Étoile du Soir marchait dans le matin en bavardant avec tous les amis qu’elle rencontrait. Fais attention, lapin qui grignote du trèfle, il y a un terrier de renard habité de l’autre côté de la colline. Pourquoi fais-tu claquer tes dents et frappes-tu du pied, petite queue en panache, c’est ton amie qui passe. Tu as pris toutes les noix des trois grands arbres à l’entrée du ravin avant que j’aie le temps de les ramasser et de les emmagasiner. Tu devrais être content car tu es le plus heureux des écureuils. Tu as un nid bien protégé dans un chêne creux et tu y seras bien au chaud et à l’abri quand l’hiver viendra, avec toutes les provisions que tu as cachées partout. Petite mésange, tu te trompes d’endroit et de saison pour te balancer sur cette tige de chardon. Tu ne devrais pas être là si tôt. Tu ne viens que quand il y a de la neige dans l’air. As-tu devancé tes camarades ? Tu vas te sentir seule jusqu’à leur arrivée. Ou bien es-tu comme moi, aimes-tu les derniers jours ensoleillés avant l’arrivée du froid ?

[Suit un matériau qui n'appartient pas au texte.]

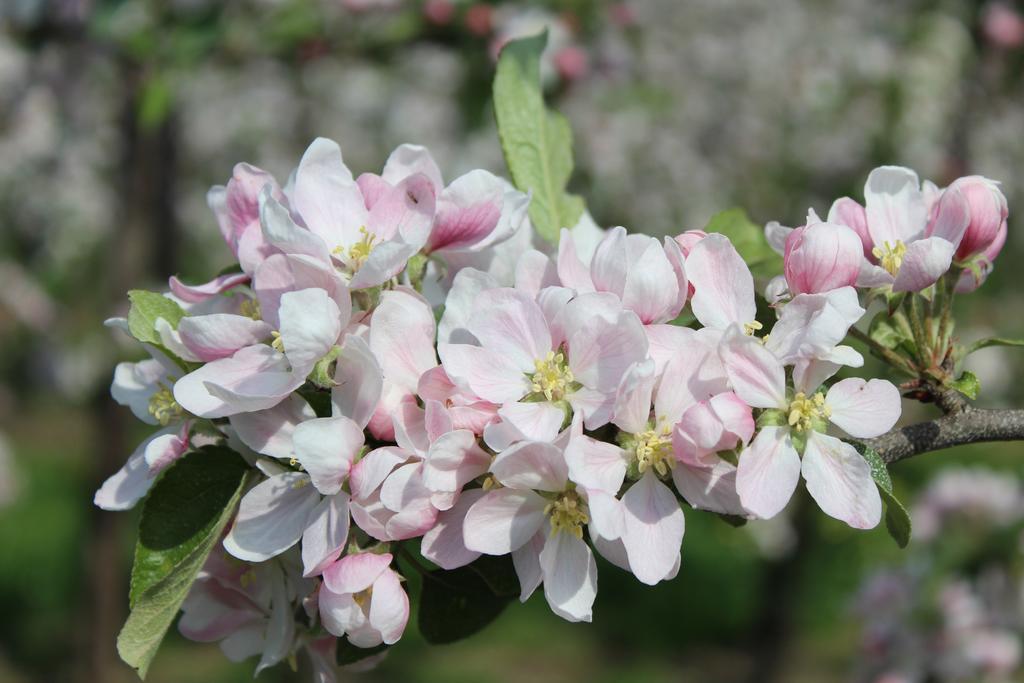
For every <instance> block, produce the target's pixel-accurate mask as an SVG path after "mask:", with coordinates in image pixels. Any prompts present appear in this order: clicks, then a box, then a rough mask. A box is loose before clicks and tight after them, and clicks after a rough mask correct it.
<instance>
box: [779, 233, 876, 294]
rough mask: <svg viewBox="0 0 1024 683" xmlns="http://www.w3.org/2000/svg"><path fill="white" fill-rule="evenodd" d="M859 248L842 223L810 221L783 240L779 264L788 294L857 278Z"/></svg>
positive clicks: (823, 290)
mask: <svg viewBox="0 0 1024 683" xmlns="http://www.w3.org/2000/svg"><path fill="white" fill-rule="evenodd" d="M862 260H863V249H862V247H861V243H860V239H859V238H858V237H857V233H856V232H854V231H853V230H852V229H850V228H849V227H847V226H846V225H837V224H834V223H822V222H816V223H810V222H808V224H807V225H805V226H803V227H798V228H797V229H795V230H794V231H793V232H791V233H790V236H788V237H787V238H786V240H785V253H784V255H783V268H784V272H785V282H786V284H787V285H788V287H790V292H791V293H792V294H818V293H822V292H828V291H830V290H835V289H839V288H841V287H852V286H853V285H855V284H856V282H857V273H858V272H859V271H860V263H861V261H862Z"/></svg>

Elle marchait dans le soleil matinal, avec tout autour d’elle le magnifique spectacle des grands bois teintés de pourpre et d’or. Elle voyait la couleur métal bruni de la verge d’or, le bleu ciel des asters. Elle marchait sur l’herbe qui avait été verte et luxuriante et était maintenant jaunie et glissante sous ses mocassins. Elle s’agenouilla pour passer la main sur le tapis vert et écarlate des plaques de lichen qui poussaient sur un vieux bloc de pierre gris, et tout en elle chantait parce qu’elle faisait partie de tout cela – oui, même des lichens, même du rocher.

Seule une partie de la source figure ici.